The people who are right here holding me together.
I am having a hard time with day two of happiness. It has been a very hard day today. I had a prenatal apt. with my midwives today; I am 13 weeks 3 days pregnant. They have a nice corner of toys in the waiting room that Lili was having fun with. So when it came time to go into the office room for my apt. Lili didn't want to come in. My midwife said it would be fine if she went back and forth between the waiting room and the exam room. So, Jan and I talked for a minute or two with the door open and then I peeked out to see how Lili was doing.
She was gone. I started looking in all the obvious places and then Jan and the receptionist started looking too. The receptionist found her out in the parking lot about 10 feet from the busy road. Somehow she had opened the heavy solid wood door and closed it behind her, and was headed toward the road. When we got back to the exam room to continue with my prenatal (and Jan had double locked the door) I was already shaking and holding back a flood of tears. The adrenaline that came with picturing what could have been was so intense...
A couple minutes after that Jan went to listen to the baby's heartbeat with the doppler... and she couldn't find it.
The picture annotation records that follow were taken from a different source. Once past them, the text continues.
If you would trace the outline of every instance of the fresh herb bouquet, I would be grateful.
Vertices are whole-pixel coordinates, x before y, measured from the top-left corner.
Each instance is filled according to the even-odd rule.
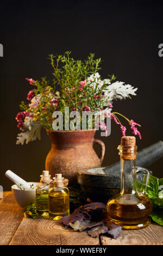
[[[18,135],[16,144],[23,144],[26,141],[27,144],[37,138],[40,139],[42,127],[53,131],[53,113],[60,111],[64,116],[65,107],[68,107],[70,112],[78,111],[80,115],[83,111],[95,112],[101,115],[103,113],[105,117],[110,117],[120,125],[123,136],[125,136],[126,127],[117,117],[121,116],[129,123],[133,133],[141,138],[136,127],[140,126],[139,124],[112,111],[114,100],[130,98],[130,95],[136,95],[137,88],[124,82],[115,82],[114,75],[102,80],[98,72],[101,69],[101,59],[95,59],[94,54],[90,53],[86,60],[82,61],[71,58],[70,53],[66,52],[63,55],[49,55],[54,77],[51,83],[46,77],[40,80],[26,78],[33,89],[27,95],[29,103],[21,103],[21,112],[16,117],[17,126],[22,131]],[[80,124],[82,127],[82,119]],[[96,129],[95,120],[93,125]],[[107,133],[104,122],[99,122],[99,127]],[[64,130],[64,123],[63,128]]]

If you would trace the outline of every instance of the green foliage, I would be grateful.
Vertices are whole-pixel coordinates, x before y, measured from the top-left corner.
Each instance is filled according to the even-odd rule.
[[[142,188],[142,190],[145,191],[145,185],[139,181],[137,185],[139,190]],[[146,194],[153,203],[153,211],[151,215],[151,218],[154,222],[163,225],[163,178],[159,179],[149,175]]]
[[[28,104],[26,103],[24,101],[22,101],[19,106],[22,111],[26,111],[28,108]]]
We had easily heard it 3 weeks ago, but today there was only the swish of my pulse filling up the room. She tried twice and still nothing. At this stage you should be able to hear the heartbeat. I have an ultrasound first thing in the morning to see what is going on; but in the meantime while I wait, this day has been one of limbo and heavy thoughts...
So either our baby is gone, or I have two little Houdinis.
Alex and Lili have been bringing me as much joy and stability as is possible today.